Identifying deadlock objects when not collecting callstacks
For some applications, the overhead of collecting callstacks for every synchronization call is too much – it either causes the application to run too slowly or prevents the race condition that causes the deadlock from occurring. In these situations, Thread Validator can be configured to execute without collecting any callstack information for the synchronization calls related to critical sections and WaitForXXX() calls.
Thread Validator will continue to detect deadlocks and other threading errors. Having detected such an error, how can you identify the object which caused the error without a callstack? This tutorial covers this topic.
First, we must configure Thread Validator appropriately.
- Switch to Intermediate Mode or Expert Mode. Using the Configure menu, choose the User Interface Mode… option. When the user interface mode dialog is displayed, select the Expert radio box and click OK.
- Turn off callstack collection. Open the settings dialog by clicking on the tools icon on the toolbar.
On the Collect tab deselect the options relating to callstacks.

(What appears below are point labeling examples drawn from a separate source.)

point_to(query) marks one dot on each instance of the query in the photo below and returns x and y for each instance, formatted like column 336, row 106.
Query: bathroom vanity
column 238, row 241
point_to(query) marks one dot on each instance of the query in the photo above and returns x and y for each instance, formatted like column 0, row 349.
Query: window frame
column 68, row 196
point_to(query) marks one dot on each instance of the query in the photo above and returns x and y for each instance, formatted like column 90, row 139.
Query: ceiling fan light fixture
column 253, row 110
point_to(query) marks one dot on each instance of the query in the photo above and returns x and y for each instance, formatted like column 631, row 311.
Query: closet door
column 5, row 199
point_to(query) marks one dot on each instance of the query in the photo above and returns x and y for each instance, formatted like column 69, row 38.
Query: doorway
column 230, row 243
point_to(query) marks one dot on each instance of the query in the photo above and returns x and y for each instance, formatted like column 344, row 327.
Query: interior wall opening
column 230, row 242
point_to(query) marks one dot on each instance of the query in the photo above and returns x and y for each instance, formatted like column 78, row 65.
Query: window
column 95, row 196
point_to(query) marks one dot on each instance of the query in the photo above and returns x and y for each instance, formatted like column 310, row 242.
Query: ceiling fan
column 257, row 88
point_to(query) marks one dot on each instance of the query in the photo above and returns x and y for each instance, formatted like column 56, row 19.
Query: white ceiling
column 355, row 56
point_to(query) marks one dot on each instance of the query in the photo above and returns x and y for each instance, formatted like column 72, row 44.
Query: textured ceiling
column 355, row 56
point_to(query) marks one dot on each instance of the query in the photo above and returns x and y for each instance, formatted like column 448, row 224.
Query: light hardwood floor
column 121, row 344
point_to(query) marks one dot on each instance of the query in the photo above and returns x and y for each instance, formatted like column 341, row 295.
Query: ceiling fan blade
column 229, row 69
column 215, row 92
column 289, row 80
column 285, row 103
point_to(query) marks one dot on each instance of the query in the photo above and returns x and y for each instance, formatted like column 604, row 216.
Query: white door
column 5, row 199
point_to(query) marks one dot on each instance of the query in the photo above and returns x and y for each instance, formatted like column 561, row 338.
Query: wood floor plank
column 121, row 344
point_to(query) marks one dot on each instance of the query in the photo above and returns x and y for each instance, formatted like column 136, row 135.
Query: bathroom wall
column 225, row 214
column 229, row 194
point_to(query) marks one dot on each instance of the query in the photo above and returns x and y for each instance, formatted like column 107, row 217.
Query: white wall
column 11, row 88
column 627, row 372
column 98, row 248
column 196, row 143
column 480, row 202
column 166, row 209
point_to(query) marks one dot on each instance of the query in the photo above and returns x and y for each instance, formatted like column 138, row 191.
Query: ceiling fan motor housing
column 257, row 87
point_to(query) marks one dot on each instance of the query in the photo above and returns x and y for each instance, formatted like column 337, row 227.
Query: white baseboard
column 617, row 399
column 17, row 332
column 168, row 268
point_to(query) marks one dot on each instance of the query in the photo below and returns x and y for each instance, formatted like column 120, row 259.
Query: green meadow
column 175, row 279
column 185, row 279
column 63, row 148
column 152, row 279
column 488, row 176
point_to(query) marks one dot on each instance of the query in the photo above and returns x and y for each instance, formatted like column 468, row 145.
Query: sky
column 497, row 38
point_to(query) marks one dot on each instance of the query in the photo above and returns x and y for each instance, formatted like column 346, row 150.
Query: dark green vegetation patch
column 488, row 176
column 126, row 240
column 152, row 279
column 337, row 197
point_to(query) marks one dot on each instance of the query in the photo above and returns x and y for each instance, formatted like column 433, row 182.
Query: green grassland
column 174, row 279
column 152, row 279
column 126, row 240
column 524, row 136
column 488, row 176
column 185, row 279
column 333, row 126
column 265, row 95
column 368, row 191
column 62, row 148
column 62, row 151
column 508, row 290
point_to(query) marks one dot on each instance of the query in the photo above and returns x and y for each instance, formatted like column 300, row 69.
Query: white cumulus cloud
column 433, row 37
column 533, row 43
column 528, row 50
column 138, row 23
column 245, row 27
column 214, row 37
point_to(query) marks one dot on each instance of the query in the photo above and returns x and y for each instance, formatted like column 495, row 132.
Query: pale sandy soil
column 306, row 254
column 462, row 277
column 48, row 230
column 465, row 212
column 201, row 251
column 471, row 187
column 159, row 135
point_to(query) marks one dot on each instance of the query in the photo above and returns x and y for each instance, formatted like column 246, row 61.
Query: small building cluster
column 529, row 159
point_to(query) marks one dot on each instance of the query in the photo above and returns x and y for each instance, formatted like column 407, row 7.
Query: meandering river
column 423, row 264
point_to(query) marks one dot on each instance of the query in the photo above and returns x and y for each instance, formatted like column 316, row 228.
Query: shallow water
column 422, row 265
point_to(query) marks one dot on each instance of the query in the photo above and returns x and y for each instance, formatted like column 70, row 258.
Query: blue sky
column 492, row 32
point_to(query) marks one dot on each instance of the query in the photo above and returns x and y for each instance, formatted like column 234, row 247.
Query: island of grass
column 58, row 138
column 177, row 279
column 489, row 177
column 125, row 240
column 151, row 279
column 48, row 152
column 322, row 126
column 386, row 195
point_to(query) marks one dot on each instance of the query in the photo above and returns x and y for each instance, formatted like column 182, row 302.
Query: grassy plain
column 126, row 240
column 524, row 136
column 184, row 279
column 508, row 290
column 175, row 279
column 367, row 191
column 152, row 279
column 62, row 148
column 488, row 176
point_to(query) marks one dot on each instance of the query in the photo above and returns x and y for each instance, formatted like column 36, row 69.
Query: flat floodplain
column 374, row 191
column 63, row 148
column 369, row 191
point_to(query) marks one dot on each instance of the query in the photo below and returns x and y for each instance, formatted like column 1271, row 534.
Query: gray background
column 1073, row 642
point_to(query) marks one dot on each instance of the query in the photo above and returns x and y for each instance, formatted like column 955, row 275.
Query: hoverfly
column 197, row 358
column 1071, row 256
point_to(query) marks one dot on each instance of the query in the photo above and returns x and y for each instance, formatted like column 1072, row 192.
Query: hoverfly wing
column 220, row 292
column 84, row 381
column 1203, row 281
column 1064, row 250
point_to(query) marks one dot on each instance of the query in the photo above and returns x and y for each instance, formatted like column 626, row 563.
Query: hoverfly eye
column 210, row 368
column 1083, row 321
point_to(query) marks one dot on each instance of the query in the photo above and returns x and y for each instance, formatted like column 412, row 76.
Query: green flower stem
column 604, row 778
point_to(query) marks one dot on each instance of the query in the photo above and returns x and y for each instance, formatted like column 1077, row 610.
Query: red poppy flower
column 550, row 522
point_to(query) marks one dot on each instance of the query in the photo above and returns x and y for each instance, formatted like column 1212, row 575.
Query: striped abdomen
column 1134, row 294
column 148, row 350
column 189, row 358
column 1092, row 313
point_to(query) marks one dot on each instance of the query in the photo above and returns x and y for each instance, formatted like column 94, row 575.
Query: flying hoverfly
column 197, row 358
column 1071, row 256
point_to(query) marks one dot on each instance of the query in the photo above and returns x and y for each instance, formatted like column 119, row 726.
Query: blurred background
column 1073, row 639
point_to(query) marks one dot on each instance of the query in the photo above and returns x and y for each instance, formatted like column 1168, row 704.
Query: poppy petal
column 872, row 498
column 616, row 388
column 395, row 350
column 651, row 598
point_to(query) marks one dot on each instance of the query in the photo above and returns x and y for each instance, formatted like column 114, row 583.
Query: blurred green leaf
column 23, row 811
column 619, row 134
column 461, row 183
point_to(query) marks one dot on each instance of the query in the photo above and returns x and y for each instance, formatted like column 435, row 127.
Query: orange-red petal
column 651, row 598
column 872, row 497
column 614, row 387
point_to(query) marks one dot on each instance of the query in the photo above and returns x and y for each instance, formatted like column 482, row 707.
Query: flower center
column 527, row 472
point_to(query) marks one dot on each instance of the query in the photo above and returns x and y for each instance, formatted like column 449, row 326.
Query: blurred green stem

- Turn off out-of-order error detection.
On the Detect tab deselect the Out of order critical sections error detection.
- Turn on waitable handle collection and synchronization collection.
On the Hook Insertion tab select the Functions allocating waitable handles and select the other items shown in the image below.

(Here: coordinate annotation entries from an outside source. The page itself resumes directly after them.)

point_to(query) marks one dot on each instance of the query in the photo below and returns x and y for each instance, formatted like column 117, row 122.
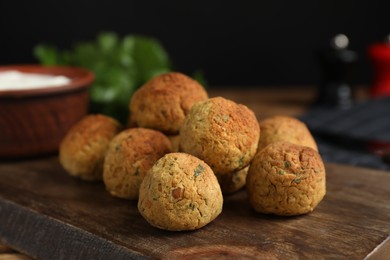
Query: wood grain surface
column 49, row 215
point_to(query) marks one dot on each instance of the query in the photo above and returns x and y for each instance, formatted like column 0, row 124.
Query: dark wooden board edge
column 55, row 240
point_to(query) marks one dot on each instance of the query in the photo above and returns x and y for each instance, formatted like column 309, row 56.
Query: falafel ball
column 130, row 155
column 222, row 133
column 286, row 179
column 285, row 128
column 84, row 146
column 180, row 192
column 163, row 102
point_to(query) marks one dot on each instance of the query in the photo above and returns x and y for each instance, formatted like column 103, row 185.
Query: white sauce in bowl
column 15, row 80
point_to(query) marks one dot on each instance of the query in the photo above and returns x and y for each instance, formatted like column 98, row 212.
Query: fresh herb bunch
column 120, row 67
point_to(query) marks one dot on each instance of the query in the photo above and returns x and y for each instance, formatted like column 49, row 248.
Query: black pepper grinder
column 335, row 61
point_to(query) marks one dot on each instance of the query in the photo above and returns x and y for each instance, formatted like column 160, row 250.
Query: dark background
column 252, row 43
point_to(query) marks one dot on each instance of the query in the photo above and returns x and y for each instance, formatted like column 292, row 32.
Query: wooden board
column 49, row 215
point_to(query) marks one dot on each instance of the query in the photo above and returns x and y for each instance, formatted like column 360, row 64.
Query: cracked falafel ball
column 180, row 192
column 82, row 150
column 222, row 133
column 130, row 155
column 286, row 179
column 163, row 102
column 285, row 128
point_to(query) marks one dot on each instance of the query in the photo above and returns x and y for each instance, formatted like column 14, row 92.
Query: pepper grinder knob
column 335, row 62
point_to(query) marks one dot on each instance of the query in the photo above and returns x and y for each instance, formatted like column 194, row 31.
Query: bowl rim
column 81, row 79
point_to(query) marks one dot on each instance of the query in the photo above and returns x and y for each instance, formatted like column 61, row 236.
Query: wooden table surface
column 45, row 213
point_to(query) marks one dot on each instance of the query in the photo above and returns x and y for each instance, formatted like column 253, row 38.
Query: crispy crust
column 164, row 101
column 286, row 179
column 175, row 141
column 130, row 155
column 180, row 192
column 232, row 182
column 285, row 128
column 82, row 150
column 222, row 133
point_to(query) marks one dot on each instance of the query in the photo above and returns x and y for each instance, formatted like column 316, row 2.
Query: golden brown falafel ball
column 84, row 146
column 130, row 155
column 286, row 179
column 180, row 192
column 164, row 101
column 285, row 128
column 222, row 133
column 232, row 182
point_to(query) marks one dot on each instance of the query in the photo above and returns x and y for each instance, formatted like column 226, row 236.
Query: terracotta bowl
column 33, row 122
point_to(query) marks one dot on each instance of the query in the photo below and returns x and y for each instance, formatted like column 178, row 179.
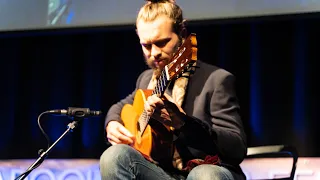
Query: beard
column 150, row 63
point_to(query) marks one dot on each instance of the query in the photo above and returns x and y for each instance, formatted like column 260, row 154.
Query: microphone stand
column 44, row 154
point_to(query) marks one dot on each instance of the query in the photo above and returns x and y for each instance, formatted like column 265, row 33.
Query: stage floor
column 88, row 169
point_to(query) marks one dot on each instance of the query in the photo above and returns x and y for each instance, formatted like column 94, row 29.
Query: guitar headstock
column 185, row 57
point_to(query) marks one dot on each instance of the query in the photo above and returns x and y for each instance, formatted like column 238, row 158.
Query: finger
column 112, row 142
column 125, row 131
column 113, row 139
column 121, row 137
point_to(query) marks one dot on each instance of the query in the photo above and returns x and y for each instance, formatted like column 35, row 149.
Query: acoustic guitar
column 154, row 139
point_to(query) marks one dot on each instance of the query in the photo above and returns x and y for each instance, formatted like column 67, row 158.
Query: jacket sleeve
column 222, row 132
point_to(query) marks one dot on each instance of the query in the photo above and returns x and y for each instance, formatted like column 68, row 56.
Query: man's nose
column 155, row 51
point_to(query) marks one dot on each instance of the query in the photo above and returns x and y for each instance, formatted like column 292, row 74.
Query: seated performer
column 193, row 129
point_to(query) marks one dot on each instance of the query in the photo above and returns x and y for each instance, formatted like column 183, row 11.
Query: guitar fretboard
column 159, row 89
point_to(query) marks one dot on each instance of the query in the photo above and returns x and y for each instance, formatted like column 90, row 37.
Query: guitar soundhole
column 138, row 127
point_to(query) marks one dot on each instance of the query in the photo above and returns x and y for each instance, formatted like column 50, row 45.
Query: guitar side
column 130, row 115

This last option will allow the use of the Active Objects tab and the Query menu to find more information about a synchronization object when a critical section is found that appears to have a threading error.

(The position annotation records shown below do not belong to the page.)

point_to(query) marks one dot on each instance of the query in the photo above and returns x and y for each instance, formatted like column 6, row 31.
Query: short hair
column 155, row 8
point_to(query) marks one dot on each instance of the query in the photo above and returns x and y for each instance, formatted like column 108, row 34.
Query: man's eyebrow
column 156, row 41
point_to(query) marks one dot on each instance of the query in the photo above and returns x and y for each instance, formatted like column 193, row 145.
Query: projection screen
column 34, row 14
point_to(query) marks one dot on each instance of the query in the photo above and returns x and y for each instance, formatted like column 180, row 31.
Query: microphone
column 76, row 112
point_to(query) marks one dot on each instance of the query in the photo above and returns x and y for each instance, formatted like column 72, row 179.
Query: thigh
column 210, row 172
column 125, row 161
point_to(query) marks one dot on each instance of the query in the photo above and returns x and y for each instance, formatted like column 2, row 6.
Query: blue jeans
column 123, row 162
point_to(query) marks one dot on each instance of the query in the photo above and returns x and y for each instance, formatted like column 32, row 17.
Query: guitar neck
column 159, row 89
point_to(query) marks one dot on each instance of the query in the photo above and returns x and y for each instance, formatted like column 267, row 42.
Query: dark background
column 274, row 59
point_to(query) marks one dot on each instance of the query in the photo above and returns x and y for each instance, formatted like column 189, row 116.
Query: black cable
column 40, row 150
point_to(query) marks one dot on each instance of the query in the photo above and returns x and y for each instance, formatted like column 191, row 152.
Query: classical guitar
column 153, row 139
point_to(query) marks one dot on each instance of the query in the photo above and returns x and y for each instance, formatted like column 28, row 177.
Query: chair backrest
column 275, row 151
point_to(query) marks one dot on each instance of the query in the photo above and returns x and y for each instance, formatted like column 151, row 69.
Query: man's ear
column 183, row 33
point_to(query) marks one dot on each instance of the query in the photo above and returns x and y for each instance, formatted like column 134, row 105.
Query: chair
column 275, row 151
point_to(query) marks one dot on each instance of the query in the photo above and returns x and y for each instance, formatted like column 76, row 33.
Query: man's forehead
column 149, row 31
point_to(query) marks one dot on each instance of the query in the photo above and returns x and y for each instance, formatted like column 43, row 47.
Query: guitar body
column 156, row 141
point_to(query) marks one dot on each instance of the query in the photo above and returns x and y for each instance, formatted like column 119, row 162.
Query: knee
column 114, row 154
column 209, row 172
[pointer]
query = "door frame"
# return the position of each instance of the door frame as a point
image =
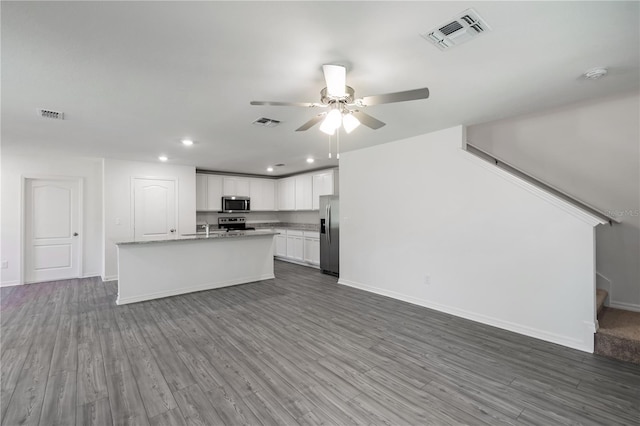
(132, 201)
(23, 220)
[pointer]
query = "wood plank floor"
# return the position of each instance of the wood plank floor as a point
(299, 349)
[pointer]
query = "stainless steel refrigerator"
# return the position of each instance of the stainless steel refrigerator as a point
(330, 234)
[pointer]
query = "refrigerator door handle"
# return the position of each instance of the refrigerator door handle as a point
(329, 228)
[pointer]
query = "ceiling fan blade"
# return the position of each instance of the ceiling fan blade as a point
(336, 78)
(409, 95)
(367, 120)
(275, 103)
(309, 124)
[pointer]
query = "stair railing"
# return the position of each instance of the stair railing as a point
(541, 184)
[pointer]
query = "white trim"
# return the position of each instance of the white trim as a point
(585, 345)
(624, 306)
(91, 275)
(208, 286)
(540, 193)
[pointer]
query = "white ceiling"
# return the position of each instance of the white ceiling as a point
(133, 78)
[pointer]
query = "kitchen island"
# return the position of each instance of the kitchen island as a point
(152, 269)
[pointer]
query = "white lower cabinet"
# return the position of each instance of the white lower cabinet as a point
(312, 247)
(301, 247)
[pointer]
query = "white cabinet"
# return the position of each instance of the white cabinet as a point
(295, 193)
(301, 247)
(287, 194)
(304, 192)
(281, 243)
(323, 184)
(201, 192)
(312, 247)
(263, 194)
(295, 245)
(210, 189)
(208, 192)
(235, 186)
(214, 193)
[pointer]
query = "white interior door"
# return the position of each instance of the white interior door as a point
(154, 209)
(52, 221)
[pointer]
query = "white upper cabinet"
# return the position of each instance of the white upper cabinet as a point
(287, 194)
(299, 192)
(201, 192)
(263, 194)
(237, 186)
(304, 192)
(208, 192)
(323, 184)
(214, 192)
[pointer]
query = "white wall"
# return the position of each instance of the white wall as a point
(590, 150)
(117, 202)
(14, 169)
(495, 249)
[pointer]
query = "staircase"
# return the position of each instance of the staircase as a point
(618, 334)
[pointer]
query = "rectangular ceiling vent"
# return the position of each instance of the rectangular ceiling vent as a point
(266, 122)
(54, 115)
(462, 28)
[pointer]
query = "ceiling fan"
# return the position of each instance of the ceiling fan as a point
(344, 109)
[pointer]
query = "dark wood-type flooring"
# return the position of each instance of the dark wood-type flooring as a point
(299, 349)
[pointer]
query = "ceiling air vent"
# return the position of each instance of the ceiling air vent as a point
(462, 28)
(266, 122)
(47, 113)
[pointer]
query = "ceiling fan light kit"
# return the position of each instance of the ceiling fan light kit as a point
(341, 100)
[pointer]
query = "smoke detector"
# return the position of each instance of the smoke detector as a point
(466, 26)
(47, 113)
(266, 122)
(595, 73)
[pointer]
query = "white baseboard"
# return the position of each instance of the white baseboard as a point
(286, 259)
(175, 292)
(625, 306)
(90, 275)
(585, 345)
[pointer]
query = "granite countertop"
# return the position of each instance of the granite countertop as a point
(288, 225)
(215, 235)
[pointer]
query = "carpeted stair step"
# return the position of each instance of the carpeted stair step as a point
(601, 295)
(619, 335)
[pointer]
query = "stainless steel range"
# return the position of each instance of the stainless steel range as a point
(234, 224)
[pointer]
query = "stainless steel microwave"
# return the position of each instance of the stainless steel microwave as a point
(234, 204)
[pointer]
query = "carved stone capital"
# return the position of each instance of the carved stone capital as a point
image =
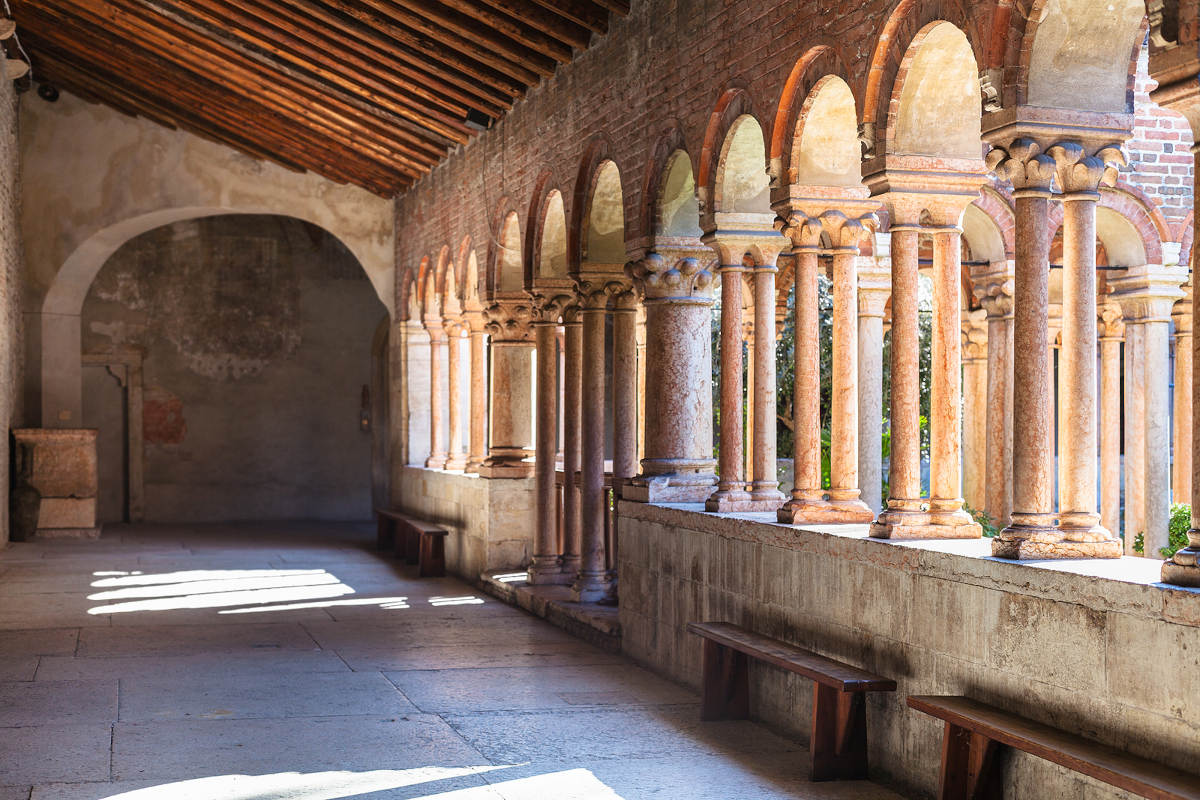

- Click OK to accept these settings changes.
Now that Thread Validator is correctly configured for this task, we can start the examples.
Example 1
- Launch the sample application. Click on the re-launch icon on the toolbar.
- The previously launched application is started.
- From the Test menu, choose the Potential deadlock 3 threads.
- Examining the Locks tab, Per Thread Locks tab and Current Locks tab we can see the two deadlocked critical sections. Querying the entries on any tab shows that the critical sections do not have any callstacks associcated with them (the Show Callstack… entry on the context menu is disabled).
- To get an idea where in the application the critical section is located we note the address of the critical section. Examining the Locks tab
we determine that the two critical sections have these addresses:
0x00291a74
0x00219aa4
- On the Active Objects tab, click the Refresh button. A list of all critical section initialization calls (and other data) is displayed. Search the list for the addresses 0x00291a74 and 0x00219aa4. In this example, each critical section has been explicitly initialised (as can be seen in the images below).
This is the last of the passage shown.